From e32fbaaae2a817a82bc19c57c4a291dd73c31253 Mon Sep 17 00:00:00 2001
From: Wenwen Qu <vinny_qu@163.com>
Date: Thu, 24 Aug 2023 16:40:11 +0800
Subject: [PATCH] Update 7B_sft.py

---
 configs/7B_sft.py | 12 ++++++++++++
 1 file changed, 12 insertions(+)

diff --git a/configs/7B_sft.py b/configs/7B_sft.py
index d062040..eba77c8 100644
--- a/configs/7B_sft.py
+++ b/configs/7B_sft.py
@@ -128,6 +128,18 @@ model = dict(
     num_chunks=1,  # if num_chunks > 1, interleaved pipeline scheduler is used.
     num_experts=8,
 )
+"""
+zero1 parallel:
+    1. if zero1 <= 0, The size of the zero process group is equal to the size of the dp process group,
+        so parameters will be divided within the range of dp.

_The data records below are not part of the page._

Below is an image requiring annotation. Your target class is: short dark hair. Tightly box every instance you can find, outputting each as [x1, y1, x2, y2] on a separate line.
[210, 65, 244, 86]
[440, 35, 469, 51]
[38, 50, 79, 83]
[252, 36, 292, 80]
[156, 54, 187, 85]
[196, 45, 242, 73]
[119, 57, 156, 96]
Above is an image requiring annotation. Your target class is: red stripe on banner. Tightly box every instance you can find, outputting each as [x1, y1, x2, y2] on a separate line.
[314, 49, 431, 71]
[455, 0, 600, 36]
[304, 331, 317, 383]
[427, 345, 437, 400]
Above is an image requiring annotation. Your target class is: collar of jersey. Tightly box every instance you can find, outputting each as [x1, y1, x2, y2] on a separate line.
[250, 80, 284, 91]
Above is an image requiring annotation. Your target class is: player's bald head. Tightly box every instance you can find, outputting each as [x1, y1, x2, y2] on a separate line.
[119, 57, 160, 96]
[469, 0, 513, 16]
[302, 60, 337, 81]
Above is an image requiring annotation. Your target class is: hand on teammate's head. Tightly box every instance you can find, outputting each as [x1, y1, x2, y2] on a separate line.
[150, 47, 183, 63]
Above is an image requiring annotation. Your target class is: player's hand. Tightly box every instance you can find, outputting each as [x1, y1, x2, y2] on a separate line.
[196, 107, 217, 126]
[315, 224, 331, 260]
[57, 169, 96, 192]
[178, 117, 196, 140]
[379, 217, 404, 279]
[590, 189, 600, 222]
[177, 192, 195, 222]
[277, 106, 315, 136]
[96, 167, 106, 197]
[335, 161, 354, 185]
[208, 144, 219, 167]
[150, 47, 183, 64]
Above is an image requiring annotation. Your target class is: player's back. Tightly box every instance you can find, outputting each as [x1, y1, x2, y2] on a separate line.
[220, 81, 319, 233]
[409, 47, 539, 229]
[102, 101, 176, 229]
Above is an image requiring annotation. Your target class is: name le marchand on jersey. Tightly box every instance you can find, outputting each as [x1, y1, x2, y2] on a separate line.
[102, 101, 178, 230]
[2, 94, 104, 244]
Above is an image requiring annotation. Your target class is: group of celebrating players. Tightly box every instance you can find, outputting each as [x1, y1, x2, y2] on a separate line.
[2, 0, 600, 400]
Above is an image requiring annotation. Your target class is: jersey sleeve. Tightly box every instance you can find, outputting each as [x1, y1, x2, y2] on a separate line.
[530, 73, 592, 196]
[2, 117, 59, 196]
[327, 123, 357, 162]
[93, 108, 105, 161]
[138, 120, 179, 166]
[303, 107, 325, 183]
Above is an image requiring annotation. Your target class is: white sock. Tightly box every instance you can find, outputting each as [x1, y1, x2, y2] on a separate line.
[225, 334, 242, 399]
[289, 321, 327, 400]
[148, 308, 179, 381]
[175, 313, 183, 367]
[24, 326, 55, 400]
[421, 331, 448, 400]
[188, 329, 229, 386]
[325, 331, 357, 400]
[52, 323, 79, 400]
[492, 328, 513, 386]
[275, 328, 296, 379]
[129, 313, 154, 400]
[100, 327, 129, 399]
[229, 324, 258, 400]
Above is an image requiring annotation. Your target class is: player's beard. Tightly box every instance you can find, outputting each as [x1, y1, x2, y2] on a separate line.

+    2. if zero1 == 1, zero is not used, and all dp groups retain the full amount of model parameters.
+    3. zero1 > 1 and zero1 <= dp world size, the world size of zero is a subset of dp world size.
+        For smaller models, it is usually a better choice to split the parameters within nodes with a setting <= 8.
+pipeline parallel (dict):
+    1. size: int, the size of pipeline parallel.
+    2. interleaved_overlap: bool, enable/disable communication overlap when using interleaved pipeline scheduler.
+tensor parallel: tensor parallel size, usually the number of GPUs per node.
+"""
 parallel = dict(
     zero1=8,
     pipeline=dict(size=1, interleaved_overlap=True),